暗雲立ち込める空模様に陽の射す気配は無い。


「こりゃお父さん、こんなドシャ降りでは
金比羅山に行くのは無理かねぇ」
ところが朝食の準備をするころには雨音が弱くなり
午前9時にはすっかり雨が止み予定通り金比羅山に
行くことになった。

「お義兄さん、雨が止んだから金比羅山に行けるよ」
「俺は行かない、歩きたくないよ」
と言い出した。

義兄を励まそうと広島に来る事を勧めたが
義兄にとっては群馬で誰にも邪魔されずに好きなだけ
酒を飲み寝たいだけ寝ていたほうが良かったのだ。

「ウン、好きに過ごしていてね」
もう同情なんかするもんか、私の心に三メートルを
越す怒りの波が怒涛の如く押し寄せた。

港の近くに駅があると行動範囲がグ~ッと
広がりご当地名物や観光地を訪れ易くなり
旅の楽しみがグンと増す。

9:30 多度津駅から20分で琴平駅に着いた。

金比羅宮は海の神様。
象頭山(海抜521m)の東腹に建立されている。

石段は中腹にある本宮迄785段、山頂近くの奥社迄は
1368段有る。

痛めた右足首がジンジン痛む。

客待ちしていた籠に乗ろうと近づくと
二人の担ぎ手はお年寄りであった。

とても申し訳ないので自力で歩くことにしたもののふと、
彼らにとっては仕事なのだから乗ったほうが
良かったのだと階段の途中で気付いた。

始めは段数を数えながら登っていたが足が重くて
しんどいので数えるのを諦めた。

5人百姓の飴売りのところで一休み。
シンボルの紅傘は1軒お休みなのか4本しか開いていなかった。
気を取り直して先に進むと宝物館があった。

入館料500円を払い一歩足を踏み入れるといきなり雅な
36歌仙が目に飛び込んできた。

36歌仙は、読みやすい大きさの字で1首ごとに額に
入れられ入り口正面の壁面全体に飾られていた。

平安時代中頃に藤原公任が「万葉集」「古今集」「後撰和歌集」
から36人の歌人を選んだのが始まりで金比羅宮の絵は
狩野探幽3兄弟が描いた物を慶安元年(1648)
讃岐高松藩主松平頼重公が奉納したものであると
所縁が記されていた。

2階に上がると重要文化財の11面観音立像も拝観する事が
出来る。

しかし、照度が極端に落とされているせいか10個の
顔が確認できない。

「お父さん、正面のお顔の他に10個の小さな
お顔がある筈なのよ、でも私の目では確認出来ないから
良く探してみて」
「ウン、でもワシも目が悪くなったのか見えんよぉ」
階下に下りると受付の人が
「11面観音像のお顔は一つしか有りません、
10個のお顔は全部外れています」と
言うではないか。

「無いお顔を捜していたのだから見えない筈よね」
夫と顔を見合わせ大笑いした。

日本の油絵の父と言われる「高橋由一油絵展」を
見ようと学芸参考餡にも足を運んだ。

痛む足を引きずっても行く価値のある27点の作品に
出会えた。

中でも明治18年に描かれた「鯛」は今にも額縁から跳ね上がって
来そうな勢いである。

どの作品も構図が面白い。
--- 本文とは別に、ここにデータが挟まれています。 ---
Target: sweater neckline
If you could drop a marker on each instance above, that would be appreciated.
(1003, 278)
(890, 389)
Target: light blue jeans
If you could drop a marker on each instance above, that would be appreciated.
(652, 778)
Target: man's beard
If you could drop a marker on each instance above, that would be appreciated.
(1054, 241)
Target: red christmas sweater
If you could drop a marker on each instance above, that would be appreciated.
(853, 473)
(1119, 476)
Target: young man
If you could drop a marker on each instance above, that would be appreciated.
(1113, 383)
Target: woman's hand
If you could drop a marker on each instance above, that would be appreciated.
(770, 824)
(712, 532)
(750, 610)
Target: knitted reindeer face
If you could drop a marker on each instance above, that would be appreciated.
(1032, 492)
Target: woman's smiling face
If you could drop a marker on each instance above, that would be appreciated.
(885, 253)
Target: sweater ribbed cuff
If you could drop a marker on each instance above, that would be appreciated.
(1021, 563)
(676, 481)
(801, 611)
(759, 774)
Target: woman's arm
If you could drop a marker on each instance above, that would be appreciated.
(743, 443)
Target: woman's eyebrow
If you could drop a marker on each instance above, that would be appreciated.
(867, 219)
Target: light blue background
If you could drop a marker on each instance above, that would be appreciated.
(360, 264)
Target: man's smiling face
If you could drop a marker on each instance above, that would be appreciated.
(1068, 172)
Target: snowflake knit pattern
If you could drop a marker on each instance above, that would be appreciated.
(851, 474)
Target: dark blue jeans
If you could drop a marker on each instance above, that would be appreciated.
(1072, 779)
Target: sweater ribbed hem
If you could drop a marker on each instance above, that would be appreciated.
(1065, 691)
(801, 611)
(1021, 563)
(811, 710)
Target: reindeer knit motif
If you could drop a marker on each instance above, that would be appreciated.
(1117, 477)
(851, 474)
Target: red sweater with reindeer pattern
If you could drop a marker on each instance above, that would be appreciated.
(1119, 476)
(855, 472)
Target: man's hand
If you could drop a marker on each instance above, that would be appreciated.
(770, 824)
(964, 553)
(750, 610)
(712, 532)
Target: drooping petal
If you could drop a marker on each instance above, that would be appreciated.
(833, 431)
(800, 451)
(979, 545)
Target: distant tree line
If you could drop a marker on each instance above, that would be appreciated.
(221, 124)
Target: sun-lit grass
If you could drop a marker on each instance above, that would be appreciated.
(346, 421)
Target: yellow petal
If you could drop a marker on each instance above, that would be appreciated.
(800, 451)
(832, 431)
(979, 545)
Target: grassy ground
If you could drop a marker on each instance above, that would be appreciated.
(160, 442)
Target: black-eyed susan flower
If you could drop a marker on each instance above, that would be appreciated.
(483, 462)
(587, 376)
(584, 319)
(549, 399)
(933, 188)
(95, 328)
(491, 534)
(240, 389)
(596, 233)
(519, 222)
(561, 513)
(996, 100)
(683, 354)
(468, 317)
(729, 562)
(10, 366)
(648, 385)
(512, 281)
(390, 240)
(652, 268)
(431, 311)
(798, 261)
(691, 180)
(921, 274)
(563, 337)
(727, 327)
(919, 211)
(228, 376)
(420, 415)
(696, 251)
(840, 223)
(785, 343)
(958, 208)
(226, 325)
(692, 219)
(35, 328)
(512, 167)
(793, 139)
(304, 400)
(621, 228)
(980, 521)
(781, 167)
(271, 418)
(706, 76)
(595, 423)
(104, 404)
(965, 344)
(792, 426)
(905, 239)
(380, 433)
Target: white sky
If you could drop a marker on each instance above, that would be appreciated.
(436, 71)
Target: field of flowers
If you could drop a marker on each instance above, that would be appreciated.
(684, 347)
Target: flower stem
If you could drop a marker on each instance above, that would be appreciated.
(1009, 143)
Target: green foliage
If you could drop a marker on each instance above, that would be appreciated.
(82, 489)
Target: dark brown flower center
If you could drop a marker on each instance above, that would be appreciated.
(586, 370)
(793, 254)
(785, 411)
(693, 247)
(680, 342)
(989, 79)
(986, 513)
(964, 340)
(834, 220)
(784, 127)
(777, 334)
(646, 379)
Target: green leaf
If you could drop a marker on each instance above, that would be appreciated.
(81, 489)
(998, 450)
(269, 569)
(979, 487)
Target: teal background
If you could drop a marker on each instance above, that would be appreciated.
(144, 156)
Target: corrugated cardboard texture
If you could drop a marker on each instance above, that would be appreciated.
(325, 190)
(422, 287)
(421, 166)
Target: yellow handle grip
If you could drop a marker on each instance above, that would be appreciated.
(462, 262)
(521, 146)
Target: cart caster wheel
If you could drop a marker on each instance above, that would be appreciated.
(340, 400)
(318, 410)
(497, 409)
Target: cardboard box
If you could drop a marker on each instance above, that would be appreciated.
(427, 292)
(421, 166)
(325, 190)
浮世絵を彷彿させる由一の作品は
ヨーロッパでは観ることの出来ない独特の画風を編み出していた。

石段下で六人は合流し、昼食は名物の
讃岐うどんを食べる事にした。

二軒のうどん屋が軒を連ね、店の前で
お客の呼び込みをしている。

「お客さん!皇室ご一家もお立ち寄りになり、
雑誌、テレビでも紹介されている店ですよぉ!」

隣の呼び込みはその声に負けじと
「こっちは出来立ての手打ちだよぉ!」
と更に大きな声で叫ぶ。

その内、お互いを牽制するつばぜり合いが始まった。

ご近所付き合いは大丈夫なのだろうか?と
心配するほどヒートアップしていく。

14:26 琴平駅発の電車に乗り一駅で善通寺駅に着く。

善通寺のお堂の中にあるご本尊様の周りには、
様々なお顔の石仏が所狭しと並んでいた。

中には悪戯されたのか黒く太い眉が描かれた石仏がある。

世の中には罰当たりがいるものだ。

ご利益のある「足、腰守り」を買い、おみくじを引くと
末吉で
健康運の欄に「さわり有り」と書かれていたのだが
既に遅しの感である。

帰りはマリーナまでタクシーに乗り、料金1780円を支払った。

「お義兄さん、シャワーが、
とても気持ち良かったよ!入っておいでよ!」
と促すと
「ウウン、行かない.風邪を引いたみたいで
寒気がするから。」

「薬を飲む?」
「いらないよ、寝ていれば直る」
「寝袋も出しましょうか?」
と夫が優しく言うと
「いらないよぉ暑いから」
さっき寒いと言ったじゃないか!
もう義兄に対して私の心の波は漣も立たなくなっていた。